Likewise with Hunter. What would be the good of telling Moira that Colm wasn't the only man Morgan had loved and lost? After Hunter had drowned in the ferry accident, Morgan hardly remembered what happened-losing Hunter had snapped her soul in half. She remembered being in a hospital. Her parents had come over from America, with Mary K. They'd wanted to take her home to New York, but Katrina and Pawel had convinced them that her best healing would be done in Ireland and that it would be dangerous to move her. There followed a time when she lived in Katrina and Pawel's house, and the coven had performed one healing rite after another.

Then Colm had asked her to marry him. Morgan had hardly been able to think, but she cared for Colm and in desperation saw it as a fresh start. Two months later she was expecting a baby and was just starting to come out of the fog.

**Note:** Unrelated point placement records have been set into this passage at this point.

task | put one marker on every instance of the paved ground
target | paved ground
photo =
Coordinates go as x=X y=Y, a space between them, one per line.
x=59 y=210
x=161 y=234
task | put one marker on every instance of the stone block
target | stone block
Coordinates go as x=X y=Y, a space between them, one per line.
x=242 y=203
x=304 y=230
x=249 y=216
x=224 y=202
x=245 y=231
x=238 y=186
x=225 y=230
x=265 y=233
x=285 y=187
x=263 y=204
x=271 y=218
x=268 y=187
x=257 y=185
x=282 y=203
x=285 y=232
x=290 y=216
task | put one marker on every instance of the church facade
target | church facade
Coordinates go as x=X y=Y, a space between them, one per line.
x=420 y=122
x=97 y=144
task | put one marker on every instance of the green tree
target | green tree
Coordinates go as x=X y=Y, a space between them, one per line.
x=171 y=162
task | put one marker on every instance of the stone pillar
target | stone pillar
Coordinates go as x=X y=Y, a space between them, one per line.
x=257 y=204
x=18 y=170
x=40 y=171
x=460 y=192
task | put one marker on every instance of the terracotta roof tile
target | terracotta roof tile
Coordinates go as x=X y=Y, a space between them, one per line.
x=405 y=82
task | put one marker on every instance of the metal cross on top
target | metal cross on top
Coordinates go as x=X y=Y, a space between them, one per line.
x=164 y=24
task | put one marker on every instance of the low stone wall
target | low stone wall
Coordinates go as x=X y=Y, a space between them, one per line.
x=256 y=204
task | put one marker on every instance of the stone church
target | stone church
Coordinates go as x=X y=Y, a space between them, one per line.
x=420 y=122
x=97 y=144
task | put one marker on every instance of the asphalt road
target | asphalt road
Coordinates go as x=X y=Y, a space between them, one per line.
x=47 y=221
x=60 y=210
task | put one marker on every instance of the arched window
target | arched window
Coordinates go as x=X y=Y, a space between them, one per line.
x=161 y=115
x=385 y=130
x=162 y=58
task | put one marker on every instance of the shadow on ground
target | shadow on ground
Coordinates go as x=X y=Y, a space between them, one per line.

It had almost been a shock when it had finally sunk in that she married Colm, but the awful thing had been how grateful she'd felt for his comfort. She was terrified of being alone, afraid of what might happen while she was asleep, and with Colm she'd thought she would never be alone again. She'd struggled for years with the twin feelings of searing guilt and humbling gratitude, but as time passed and Moira grew, Morgan began to accept that this had been her life's destiny all along. She'd never been madly in love with Colm, and she felt that in some way he'd known it. But she'd always cared for him as a friend, and over the years her caring had deepened into a true and sincere love. She'd tried hard to be a good wife, and she hoped she'd made Colm happy. She hoped that before he'd died, he'd known that he had made her happy, too, in a calm, joyful way.